Transfer into organs
Transfer type:
blood/brain barrier
Observation:
slight transfer
Remarks:
logP(BB) = 0.07

Metabolite characterisation studies

Metabolites identified:
no

Any other information on results incl. tables

The uncertainty of the prediction (OECD principle 4)

The training set is assembled from different sources, but the previous successful modelling (ref 1,2) supports the consistency of the present model. While the blood-brain barrier penetration is in principle relatively simple to measure, in rats for instance, it requires the sacrifice of the rat, therefore, reliable and large data-series are not common. Due to the complexity of the mechanism, the modelling has been relatively limited. While the size of the dataset is moderate, the endpoint values are very well distributed (roughly equal positive and negative logP values), the statistical quality (RMS, correlation coefficients etc.) of the model supports reliable predictions within the margins of the experimental error. The similarity of the analogues to the studied molecule supports prediction consistency. All similar compounds have been evaluated correctly within the model, also adding to consistency.
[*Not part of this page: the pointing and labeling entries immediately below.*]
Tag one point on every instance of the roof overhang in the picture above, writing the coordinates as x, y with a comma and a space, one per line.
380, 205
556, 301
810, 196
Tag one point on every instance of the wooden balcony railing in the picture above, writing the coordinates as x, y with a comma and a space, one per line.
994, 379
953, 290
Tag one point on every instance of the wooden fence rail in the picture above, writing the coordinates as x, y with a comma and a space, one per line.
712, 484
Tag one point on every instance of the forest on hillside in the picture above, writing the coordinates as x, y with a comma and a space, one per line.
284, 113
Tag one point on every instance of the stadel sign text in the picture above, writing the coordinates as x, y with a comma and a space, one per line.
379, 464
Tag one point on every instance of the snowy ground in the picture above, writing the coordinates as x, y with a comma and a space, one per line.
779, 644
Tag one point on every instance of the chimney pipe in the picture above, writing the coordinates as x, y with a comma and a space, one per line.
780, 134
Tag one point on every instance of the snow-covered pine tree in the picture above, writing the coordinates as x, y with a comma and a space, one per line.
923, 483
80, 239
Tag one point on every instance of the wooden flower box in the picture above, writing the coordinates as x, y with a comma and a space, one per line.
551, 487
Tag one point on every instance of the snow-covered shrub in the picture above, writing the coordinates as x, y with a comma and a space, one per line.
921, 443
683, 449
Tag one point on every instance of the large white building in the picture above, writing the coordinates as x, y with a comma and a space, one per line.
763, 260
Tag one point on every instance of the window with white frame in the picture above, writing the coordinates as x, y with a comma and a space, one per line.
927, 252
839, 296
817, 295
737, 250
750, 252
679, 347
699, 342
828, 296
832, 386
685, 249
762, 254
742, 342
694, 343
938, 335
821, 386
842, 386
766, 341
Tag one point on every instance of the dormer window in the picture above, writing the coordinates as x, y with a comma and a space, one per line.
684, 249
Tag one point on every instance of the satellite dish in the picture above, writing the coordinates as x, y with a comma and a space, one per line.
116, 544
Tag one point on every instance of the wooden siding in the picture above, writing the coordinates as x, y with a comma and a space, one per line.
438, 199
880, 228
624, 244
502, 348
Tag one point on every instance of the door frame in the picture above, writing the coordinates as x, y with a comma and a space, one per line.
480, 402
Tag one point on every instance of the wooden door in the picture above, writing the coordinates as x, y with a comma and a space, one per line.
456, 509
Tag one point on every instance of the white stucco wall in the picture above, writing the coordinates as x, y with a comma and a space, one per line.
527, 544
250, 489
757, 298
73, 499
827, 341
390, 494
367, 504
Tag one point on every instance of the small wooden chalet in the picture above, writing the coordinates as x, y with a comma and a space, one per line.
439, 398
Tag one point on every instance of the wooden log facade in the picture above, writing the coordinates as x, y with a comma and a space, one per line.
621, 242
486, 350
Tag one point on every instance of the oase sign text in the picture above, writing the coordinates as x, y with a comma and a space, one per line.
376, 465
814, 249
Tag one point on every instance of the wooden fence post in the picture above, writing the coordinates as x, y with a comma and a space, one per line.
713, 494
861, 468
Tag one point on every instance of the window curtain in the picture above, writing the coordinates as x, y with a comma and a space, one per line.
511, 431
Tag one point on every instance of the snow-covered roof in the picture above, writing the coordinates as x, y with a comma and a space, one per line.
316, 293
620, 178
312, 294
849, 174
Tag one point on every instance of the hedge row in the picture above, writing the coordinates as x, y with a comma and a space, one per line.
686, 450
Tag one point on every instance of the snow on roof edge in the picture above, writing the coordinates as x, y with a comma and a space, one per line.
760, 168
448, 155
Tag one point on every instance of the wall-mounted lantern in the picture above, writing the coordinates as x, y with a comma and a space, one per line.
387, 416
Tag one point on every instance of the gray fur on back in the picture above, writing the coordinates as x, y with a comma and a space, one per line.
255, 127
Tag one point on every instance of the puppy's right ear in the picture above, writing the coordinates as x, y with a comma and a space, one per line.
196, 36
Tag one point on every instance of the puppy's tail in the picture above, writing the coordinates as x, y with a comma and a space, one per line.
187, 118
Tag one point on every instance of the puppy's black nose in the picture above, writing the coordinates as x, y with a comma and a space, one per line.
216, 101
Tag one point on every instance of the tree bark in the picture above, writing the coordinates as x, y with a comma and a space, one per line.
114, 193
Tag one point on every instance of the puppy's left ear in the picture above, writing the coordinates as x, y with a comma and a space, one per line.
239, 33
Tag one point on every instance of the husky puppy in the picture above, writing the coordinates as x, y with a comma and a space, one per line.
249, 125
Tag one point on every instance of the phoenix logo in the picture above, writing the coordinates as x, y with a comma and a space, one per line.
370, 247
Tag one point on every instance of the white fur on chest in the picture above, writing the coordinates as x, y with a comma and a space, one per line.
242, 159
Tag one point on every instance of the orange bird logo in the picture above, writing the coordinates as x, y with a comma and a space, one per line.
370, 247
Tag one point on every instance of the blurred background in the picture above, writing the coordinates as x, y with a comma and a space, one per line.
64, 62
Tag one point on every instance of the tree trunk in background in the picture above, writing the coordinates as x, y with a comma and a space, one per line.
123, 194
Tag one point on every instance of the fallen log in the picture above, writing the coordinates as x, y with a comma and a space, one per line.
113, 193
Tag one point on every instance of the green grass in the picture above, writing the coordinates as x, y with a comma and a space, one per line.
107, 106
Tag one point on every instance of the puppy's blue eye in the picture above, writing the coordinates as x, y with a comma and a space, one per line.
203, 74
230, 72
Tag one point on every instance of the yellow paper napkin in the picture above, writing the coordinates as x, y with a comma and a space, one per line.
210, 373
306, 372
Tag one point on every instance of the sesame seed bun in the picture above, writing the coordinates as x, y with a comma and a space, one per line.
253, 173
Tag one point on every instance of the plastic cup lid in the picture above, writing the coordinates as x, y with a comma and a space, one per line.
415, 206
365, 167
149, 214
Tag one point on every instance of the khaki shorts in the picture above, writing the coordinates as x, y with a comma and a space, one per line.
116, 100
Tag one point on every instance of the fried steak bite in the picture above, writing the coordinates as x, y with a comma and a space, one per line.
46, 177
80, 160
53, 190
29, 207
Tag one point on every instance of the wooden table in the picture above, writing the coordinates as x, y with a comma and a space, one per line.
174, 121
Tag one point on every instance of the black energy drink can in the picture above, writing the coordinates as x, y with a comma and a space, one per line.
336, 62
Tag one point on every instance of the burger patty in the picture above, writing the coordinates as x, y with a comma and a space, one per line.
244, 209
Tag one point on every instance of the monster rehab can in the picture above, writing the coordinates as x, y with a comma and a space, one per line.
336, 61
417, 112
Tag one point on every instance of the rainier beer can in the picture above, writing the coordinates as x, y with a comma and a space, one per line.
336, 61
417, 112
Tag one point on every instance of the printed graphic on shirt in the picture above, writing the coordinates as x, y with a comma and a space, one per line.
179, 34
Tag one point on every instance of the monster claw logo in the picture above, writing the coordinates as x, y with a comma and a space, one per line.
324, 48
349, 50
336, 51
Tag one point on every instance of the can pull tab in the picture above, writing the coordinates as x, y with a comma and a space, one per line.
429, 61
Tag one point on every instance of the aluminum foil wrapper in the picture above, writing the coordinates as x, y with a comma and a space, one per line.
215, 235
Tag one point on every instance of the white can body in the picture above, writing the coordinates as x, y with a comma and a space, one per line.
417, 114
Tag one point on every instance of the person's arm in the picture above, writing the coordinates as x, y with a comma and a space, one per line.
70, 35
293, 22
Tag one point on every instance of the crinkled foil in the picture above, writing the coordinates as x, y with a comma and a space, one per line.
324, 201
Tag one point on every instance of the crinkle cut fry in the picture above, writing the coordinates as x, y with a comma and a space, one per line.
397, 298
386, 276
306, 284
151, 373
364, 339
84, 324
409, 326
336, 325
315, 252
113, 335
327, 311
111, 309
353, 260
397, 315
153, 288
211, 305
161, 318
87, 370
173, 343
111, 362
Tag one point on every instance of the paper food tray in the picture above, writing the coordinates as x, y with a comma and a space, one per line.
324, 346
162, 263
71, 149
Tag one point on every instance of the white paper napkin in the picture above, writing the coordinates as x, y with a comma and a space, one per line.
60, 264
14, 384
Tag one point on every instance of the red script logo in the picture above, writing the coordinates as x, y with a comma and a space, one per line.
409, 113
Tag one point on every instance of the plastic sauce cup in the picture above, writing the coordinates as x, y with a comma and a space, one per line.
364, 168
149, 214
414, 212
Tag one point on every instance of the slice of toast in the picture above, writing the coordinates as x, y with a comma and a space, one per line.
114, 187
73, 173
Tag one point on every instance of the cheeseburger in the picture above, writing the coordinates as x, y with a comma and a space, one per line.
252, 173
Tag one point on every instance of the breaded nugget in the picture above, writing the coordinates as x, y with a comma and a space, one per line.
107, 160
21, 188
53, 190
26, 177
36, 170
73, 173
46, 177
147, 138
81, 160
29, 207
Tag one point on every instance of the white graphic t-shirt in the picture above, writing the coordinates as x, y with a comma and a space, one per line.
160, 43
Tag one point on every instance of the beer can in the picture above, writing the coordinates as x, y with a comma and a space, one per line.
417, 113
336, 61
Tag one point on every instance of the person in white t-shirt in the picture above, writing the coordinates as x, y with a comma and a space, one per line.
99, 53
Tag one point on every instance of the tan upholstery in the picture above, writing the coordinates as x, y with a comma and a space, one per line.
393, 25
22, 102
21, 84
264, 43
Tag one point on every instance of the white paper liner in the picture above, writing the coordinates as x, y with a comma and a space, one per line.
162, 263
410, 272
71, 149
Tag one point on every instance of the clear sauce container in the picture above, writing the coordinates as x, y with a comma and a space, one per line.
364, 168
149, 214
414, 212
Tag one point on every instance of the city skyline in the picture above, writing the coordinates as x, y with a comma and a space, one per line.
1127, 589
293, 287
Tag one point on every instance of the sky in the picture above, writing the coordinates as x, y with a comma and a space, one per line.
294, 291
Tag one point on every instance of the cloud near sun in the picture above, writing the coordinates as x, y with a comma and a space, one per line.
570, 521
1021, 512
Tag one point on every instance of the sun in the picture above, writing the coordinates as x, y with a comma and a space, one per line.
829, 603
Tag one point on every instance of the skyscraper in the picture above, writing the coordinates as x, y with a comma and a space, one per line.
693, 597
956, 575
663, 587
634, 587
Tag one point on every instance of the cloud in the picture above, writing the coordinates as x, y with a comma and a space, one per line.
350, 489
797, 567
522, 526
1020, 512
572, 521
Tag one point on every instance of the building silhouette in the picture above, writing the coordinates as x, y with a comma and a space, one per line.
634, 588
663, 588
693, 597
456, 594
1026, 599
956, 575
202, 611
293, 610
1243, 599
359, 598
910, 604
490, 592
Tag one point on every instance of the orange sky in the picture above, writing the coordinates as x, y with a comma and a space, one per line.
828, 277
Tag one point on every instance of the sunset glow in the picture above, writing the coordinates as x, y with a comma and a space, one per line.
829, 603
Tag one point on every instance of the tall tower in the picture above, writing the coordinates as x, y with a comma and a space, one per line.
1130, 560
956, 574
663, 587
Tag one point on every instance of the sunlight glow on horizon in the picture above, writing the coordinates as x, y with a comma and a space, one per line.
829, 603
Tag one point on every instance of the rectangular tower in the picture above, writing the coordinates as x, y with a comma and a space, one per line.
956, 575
Considering the dataset, model statistical quality and prediction reliability, a reliability score (Klimisch score) “2” could be assigned to the present prediction.

The prediction reliability in terms of classification is estimated as 78 %.

Applicant's summary and conclusion

Conclusions:
Based on a QSAR calculation, methylhydroquinone is able to penetrate the Blood-brain barrier.
Executive summary:

Based on a QSAR calculation, methylhydroquinone is able to penetrate the Blood-brain barrier.